Friday, March 9, 2018

A Wrinkle in Time - Review


An adaptation of the beloved novel A Wrinkle in Time was always going be put under a microscope. Add onto that the expectations that come from one of the more exciting working directors in Hollywood today signing on in Ava DuVernay, plus the fact that she is the first African American woman to direct a film with a budget over $100 million, and you’ve got a pretty hefty amount of pressure in play. And with expectations, come disappointments as well.

Meg Murry (Storm Reid) and her little brother, Charles Wallace (Deric McCabe), have been without their scientist father, Mr. Murry (Chris Pine), for four years, ever since he discovered a new planet and used the concept known as a tesseract to travel there. Joined by Meg's classmate Calvin O’Keefe (Levi Miller) and guided by the three mysterious astral travelers known as Mrs. Whatsit (Reese Witherspoon), Mrs. Who (Mindy Kaling) and Mrs. Which (Oprah Winfrey), the children brave a dangerous journey to a planet that possesses all of the evil in the universe.

The narrative is incredibly ambitious, albeit very simplistic and terribly compressed at times. A tried and true theme of self-love hovers across the entire film, a message that fits with the film’s target audience well, though it often conflicts with some of the more whimsical tones. The story is definitely strange, an inter-dimensional rescue mission featuring children and bizarre celestial guides was always going to be, however the boldness of the film cannot be denied, asking so much more of the audience’s attention and thought than so many other big blockbusters.

Newcomer Storm Reid is a delight, despite playing the solemn teenager for a majority of the film. When the mystery begins to unfold and Reid is able to showcase this childlike wonderment, she shines even more. The other two children don’t quite fare as well, nevertheless its hardy a huge knock on the film. It feels as though Oprah was destined to play a powerful celestial being. Doling out wisdom left and right is really not that far removed from her real-life persona, meaning she never quite disappears into the role. Reese Witherspoon and Mindy Kaling kind of get buried in their quirks, even if they have their small moments.

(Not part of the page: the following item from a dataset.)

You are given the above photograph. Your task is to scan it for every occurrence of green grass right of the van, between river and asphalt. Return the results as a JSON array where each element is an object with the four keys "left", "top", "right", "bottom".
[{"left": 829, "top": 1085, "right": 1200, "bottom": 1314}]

Ava DuVernay is able to stretch her visual muscles in a way she hasn’t before in her filmography, crafting a stunning and imaginative world that not only leaves the characters in awe, but the audience as well. Everything from the visual effects to the costuming to the makeup to production design is off the charts spectacular, and easily the most remarkable elements of the film.

Overall, A Wrinkle in Time is not a game-changer nor a masterpiece by any means, expecting that much from what was long considered an unfilmable source material would just be a little misguided. What we get instead is very beautiful, well intentioned, if not messy, film that almost trips over its own aspirations. Ava DuVernay’s directing prowess is still on display here, despite the film’s problems, never losing the sense of wonder or sincerity that should go hand in hand with a story like A Wrinkle in Time. The film is inherently a film that will not for everyone, and you know what? Maybe that’s okay.